Juan Antonio Ribeyro, rector durante toda la guerra (1868 - 1886).

Con el transcurrir de la guerra, la crisis se agudizó; situación que se vio reflejada en una carta del 13 de octubre de 1879, en la que el Ministro de Instrucción Pública, Mariano Felipe Paz Soldán, solicitó al rector de la Universidad Mayor de San Marcos, Juan Antonio Ribeyro, indique a sus estudiantes que ya podían enlistarse en las milicias con la misma actitud y entrega mostrada anteriormente. La respuesta no se hizo esperar y, el 20 de octubre de 1879, los estudiantes de las diferentes Facultades se enlistaron dando origen a la denominada “Columna Universitaria o Carolina”.

Para 1881, Lima ya se encontraba sitiada por el ejército chileno, el cual avanzaba rápidamente con el firme norte de tomar bajo control la capital del país. Y es así que el fatídico 13 de enero, ambos ejércitos se enfrentaron en la denominada Batalla de San Juan y el 15 del mismo mes, en la Batalla de Miraflores. En tanto, la presencia sanmarquina estuvo a cargo de valerosos estudiantes y catedráticos; entre ellos figuran el alumno Juan Alfaro y Arias, quien perteneció a las Facultades de Letras y Ciencias Políticas y que perdió la vida en la Batalla de Miraflores como capitán del Batallón N° 8; además fue contador del mítico Monitor Huáscar, el 8 de octubre de 1879.

“Un ejército diezmado pero valiente”. Batallón o columna conformada por adultos, jóvenes y niños.

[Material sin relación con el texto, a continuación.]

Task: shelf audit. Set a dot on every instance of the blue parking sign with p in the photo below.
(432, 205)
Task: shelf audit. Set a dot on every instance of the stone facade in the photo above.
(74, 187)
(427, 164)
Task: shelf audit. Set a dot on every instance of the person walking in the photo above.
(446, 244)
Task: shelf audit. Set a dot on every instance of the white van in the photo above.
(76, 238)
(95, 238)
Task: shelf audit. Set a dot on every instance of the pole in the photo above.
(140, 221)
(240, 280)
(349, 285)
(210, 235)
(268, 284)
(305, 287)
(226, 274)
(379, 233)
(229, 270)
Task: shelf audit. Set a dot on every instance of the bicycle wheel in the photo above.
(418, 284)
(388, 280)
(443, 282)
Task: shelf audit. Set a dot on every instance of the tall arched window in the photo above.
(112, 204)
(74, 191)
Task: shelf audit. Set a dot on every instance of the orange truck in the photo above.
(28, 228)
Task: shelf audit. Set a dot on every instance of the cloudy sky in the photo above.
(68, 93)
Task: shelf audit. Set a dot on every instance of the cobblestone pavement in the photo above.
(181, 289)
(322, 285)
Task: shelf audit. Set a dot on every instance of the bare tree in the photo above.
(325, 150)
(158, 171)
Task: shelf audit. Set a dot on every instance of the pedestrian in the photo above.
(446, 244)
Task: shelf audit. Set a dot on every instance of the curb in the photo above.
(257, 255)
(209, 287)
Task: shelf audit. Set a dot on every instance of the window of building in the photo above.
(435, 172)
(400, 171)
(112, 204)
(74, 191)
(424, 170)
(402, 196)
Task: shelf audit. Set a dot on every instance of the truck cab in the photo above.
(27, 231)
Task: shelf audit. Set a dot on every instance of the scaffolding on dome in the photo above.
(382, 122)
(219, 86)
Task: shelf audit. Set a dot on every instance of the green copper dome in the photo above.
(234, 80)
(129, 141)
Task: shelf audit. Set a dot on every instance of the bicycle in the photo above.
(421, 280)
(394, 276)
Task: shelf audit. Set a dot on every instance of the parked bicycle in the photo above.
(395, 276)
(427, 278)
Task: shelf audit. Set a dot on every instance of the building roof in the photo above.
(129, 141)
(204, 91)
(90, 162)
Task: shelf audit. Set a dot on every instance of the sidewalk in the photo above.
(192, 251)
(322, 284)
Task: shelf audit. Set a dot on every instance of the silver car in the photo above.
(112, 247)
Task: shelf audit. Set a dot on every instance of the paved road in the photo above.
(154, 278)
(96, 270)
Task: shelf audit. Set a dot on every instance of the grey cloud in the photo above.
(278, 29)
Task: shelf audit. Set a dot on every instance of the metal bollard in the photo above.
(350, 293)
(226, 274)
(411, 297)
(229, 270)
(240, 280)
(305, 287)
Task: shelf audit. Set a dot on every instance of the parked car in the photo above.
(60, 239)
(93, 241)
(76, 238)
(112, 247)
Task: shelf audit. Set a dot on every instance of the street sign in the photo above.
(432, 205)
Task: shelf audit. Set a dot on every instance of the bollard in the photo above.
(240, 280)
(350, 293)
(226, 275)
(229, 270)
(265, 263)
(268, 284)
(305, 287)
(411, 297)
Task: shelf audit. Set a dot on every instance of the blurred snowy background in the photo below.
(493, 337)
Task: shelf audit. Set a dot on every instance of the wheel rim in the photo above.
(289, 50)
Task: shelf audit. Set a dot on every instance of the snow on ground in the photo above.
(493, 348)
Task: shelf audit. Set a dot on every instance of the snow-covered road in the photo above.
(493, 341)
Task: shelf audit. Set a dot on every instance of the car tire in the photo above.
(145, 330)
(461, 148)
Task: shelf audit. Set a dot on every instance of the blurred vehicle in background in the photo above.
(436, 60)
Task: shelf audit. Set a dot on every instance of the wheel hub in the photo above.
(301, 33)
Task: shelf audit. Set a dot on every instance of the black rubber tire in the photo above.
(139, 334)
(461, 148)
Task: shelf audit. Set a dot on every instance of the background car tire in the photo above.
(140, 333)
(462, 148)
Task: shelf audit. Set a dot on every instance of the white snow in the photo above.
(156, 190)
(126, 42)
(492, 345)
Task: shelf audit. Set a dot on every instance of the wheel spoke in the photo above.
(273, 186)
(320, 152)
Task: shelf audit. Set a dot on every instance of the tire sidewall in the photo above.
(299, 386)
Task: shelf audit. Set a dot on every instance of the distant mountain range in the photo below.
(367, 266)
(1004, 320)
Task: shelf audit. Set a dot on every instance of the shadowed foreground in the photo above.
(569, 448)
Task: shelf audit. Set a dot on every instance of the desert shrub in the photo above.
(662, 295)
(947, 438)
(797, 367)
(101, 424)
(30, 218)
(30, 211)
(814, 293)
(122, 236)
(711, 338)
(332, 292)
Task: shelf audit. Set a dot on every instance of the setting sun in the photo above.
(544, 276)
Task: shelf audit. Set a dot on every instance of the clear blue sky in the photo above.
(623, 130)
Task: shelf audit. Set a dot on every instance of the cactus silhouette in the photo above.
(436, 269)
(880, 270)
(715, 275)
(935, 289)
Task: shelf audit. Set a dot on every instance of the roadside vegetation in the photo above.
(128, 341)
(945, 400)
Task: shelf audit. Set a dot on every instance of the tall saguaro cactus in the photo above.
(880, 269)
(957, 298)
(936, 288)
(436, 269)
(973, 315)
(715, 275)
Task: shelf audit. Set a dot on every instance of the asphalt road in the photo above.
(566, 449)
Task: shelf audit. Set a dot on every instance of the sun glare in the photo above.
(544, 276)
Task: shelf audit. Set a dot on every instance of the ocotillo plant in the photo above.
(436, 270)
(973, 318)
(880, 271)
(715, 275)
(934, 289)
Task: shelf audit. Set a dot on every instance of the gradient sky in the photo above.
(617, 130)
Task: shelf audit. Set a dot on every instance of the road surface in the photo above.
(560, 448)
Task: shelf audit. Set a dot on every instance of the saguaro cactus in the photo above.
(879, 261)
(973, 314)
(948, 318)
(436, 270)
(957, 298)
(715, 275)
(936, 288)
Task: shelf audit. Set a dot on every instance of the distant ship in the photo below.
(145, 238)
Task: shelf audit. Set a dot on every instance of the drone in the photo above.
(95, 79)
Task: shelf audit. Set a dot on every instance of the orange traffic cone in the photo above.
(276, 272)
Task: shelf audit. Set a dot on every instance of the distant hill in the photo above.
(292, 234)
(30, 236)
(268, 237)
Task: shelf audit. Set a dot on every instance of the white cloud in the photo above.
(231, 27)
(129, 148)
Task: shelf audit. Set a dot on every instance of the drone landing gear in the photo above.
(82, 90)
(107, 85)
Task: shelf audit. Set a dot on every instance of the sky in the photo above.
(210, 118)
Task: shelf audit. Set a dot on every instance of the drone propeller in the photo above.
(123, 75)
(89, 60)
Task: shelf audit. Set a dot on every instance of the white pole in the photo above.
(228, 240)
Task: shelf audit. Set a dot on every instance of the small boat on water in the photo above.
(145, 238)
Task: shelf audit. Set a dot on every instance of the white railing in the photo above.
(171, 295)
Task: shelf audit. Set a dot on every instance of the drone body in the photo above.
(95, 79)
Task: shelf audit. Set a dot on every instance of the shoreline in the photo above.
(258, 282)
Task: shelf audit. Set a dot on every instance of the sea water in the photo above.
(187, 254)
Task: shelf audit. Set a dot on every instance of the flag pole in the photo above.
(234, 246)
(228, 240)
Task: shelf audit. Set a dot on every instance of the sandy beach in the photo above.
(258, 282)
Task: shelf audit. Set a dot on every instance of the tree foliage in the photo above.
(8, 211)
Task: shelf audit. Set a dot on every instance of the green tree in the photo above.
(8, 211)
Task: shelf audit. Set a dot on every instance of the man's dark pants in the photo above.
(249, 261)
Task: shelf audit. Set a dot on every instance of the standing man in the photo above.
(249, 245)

Entre otros valientes sanmarquinos se encuentran el bachiller Néstor A. Bermúdez y Abeitua, quien, como jefe del Batallón N° 7, murió en la Batalla de San Juan; al destacado poeta, escritor y compositor Carlos Germán Amézaga y Llanos, quien con el grado de teniente coronel también luchó en la Batalla de Miraflores. Es así, como estos y muchos más valerosos sanmarquinos ocupan la galería de héroes de nuestra patria, quienes a lo largo de toda la guerra no solo se batieron en combate, también desarrollaron otras actividades, como es el caso del cuerpo médico sanitario en las distintas ambulancias instaladas en los campos de batalla. A este grupo se le denominó “Columna Independencia”, la cual estuvo integrada por farmacéuticos y estudiantes de medicina y en la que tuvo una destacada labor Daniel Alcides Carrión.

 

Caratula. Anales Universitarios del Perú (1879), donde se refleja el malestar general de la Universidad 
ante la violación del Derecho de Gentes por parte de Chile sobre Bolivia y la declaratoria de guerra al Perú.

 

En suma, este es uno de los tantos momentos históricos, en el que los sanmarquinos ofrendaron sus vidas en su intento por salvaguardar el honor de nuestra nación, de los más detestables vejámenes que siempre deja la derrota de una cruenta guerra. En tal sentido, es menester que en hogaño les rindamos un justo y merecido homenaje por tan alta demostración de civismo en favor de una noble causa: la defensa de la patria.